Location: Melbourne or Sydney, Australia
Reports to: Global Head of Information Security
The Role
Teneo is seeking a Third-Party Risk Manager (Senior Associate) to support the build-out and day-to-day operation of the firm’s Third-Party Risk Management (TPRM) programme.
This role is suited to a risk professional with a solid foundation in third-party risk, cybersecurity risk, or GRC, who is looking to step into a broader programme role with the opportunity to help shape processes, tooling, and ways of working - with senior support and direction.
You will work closely with Information Security leadership and key stakeholders across procurement, legal, IT, and the business to help establish and run a scalable, risk-based TPRM approach that supports both traditional vendors and emerging technology providers, including AI and SaaS platforms.
Responsibilities
TPRM Programme Build-out & Operation (Primary Focus)
- Support the development and operationalisation of Teneo’s Third Party Risk Management programme, including policies, standards, workflows, and reporting.
- Help implement a scalable, risk-based approach to third-party risk that considers vendor criticality, data sensitivity, and business impact.
- Assist in embedding third-party risk lifecycle processes, including onboarding, due diligence, contracting support, ongoing monitoring, issue management, and off-boarding.
- Contribute to the development and maintenance of repeatable vendor assessment methodologies across professional services, technology providers, SaaS platforms, and AI vendors.
Tooling, Monitoring & Execution
- Support the implementation and ongoing use of Teneo’s third-party risk tooling (UpGuard).
- Assist with configuring dashboards, workflows, and alerts to improve visibility into third-party risk exposure.
- Help triage, track, and follow up on third-party risk issues identified through assessments or tooling.
- Support remediation tracking and escalation in line with agreed risk tolerances.
AI & Emerging Technology Risk
- Support the assessment of AI-enabled and emerging technology vendors, with guidance from senior stakeholders.
- Contribute to third-party risk approaches that consider AI-specific risks such as data usage, privacy, security, and resilience.
- Stay informed on evolving industry guidance and best practices related to AI and third-party risk.
Stakeholder Engagement & Advisory
- Act as a key point of coordination for third-party risk activities across the business.
- Work with procurement, legal, IT, and security teams to support third-party risk activities within sourcing and contracting processes.
- Communicate third-party risk findings clearly to stakeholders, escalating issues where required.
Governance, Reporting & Assurance
- Assist with maintaining third-party risk reporting, metrics, and registers.
- Support audits, client assurance requests, and internal reviews related to third-party risk.
- Help maintain appropriate documentation, evidence, and records to support Teneo’s security and risk objectives.
Basic Requirements
- 4–6+ years of experience in third-party risk, cybersecurity risk, GRC, or technology risk roles.
- Working knowledge of third-party and supply-chain risk concepts, particularly in technology, SaaS, or cloud environments.
- Experience supporting or operating third-party risk assessments and remediation tracking.
- Familiarity with third-party risk tools or continuous monitoring platforms (UpGuard experience desirable but not required).
- Comfortable working in a structured but evolving environment where processes are still being built.
- Strong written and verbal communication skills, with the ability to explain risk clearly to non-technical stakeholders.
Preferred Requirements
- Exposure to assessing SaaS, cloud, or AI vendors and associated data or security risks.
- Familiarity with standards and frameworks such as ISO 27001, NIST, SOC 2, or similar.
- Awareness of common vendor assessment libraries (e.g.

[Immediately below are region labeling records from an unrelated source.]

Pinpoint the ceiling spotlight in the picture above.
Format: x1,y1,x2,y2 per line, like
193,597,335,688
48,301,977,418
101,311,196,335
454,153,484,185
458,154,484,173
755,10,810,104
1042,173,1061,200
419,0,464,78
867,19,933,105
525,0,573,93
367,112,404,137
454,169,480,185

SIG, CAIQ).
- Experience working in professional services, consulting, or fast-paced environments.
- Relevant certifications (CISM, CISSP, CRISC, or similar) are beneficial but not required.
What We Can Offer
- Competitive salary
- Health and wellbeing support provided by Intellect Holistic
- $500 annual health and wellness stipend
- Annual leave: 20 days plus three-day annual closure between Christmas Eve and New Year’s Eve
- 1 day of leave during birthday month
- 1 wellness day
- 10 days per annum personal/carer’s leave
About Teneo
Teneo is the global CEO advisory firm. We partner with our clients globally to do great things for a better future.
Drawing upon our global team and expansive network of senior advisors, we provide advisory services across five business segments on a stand-alone or fully integrated basis. Our clients include many of the Fortune 100 and FTSE 100, alongside leading financial institutions and public-sector organisations.
With more than 1,600 employees across 45+ offices worldwide, Teneo delivers expertise across strategic communications, investor relations, financial transactions, management consulting, cyber and physical risk, governance, ESG, and geopolitical advisory.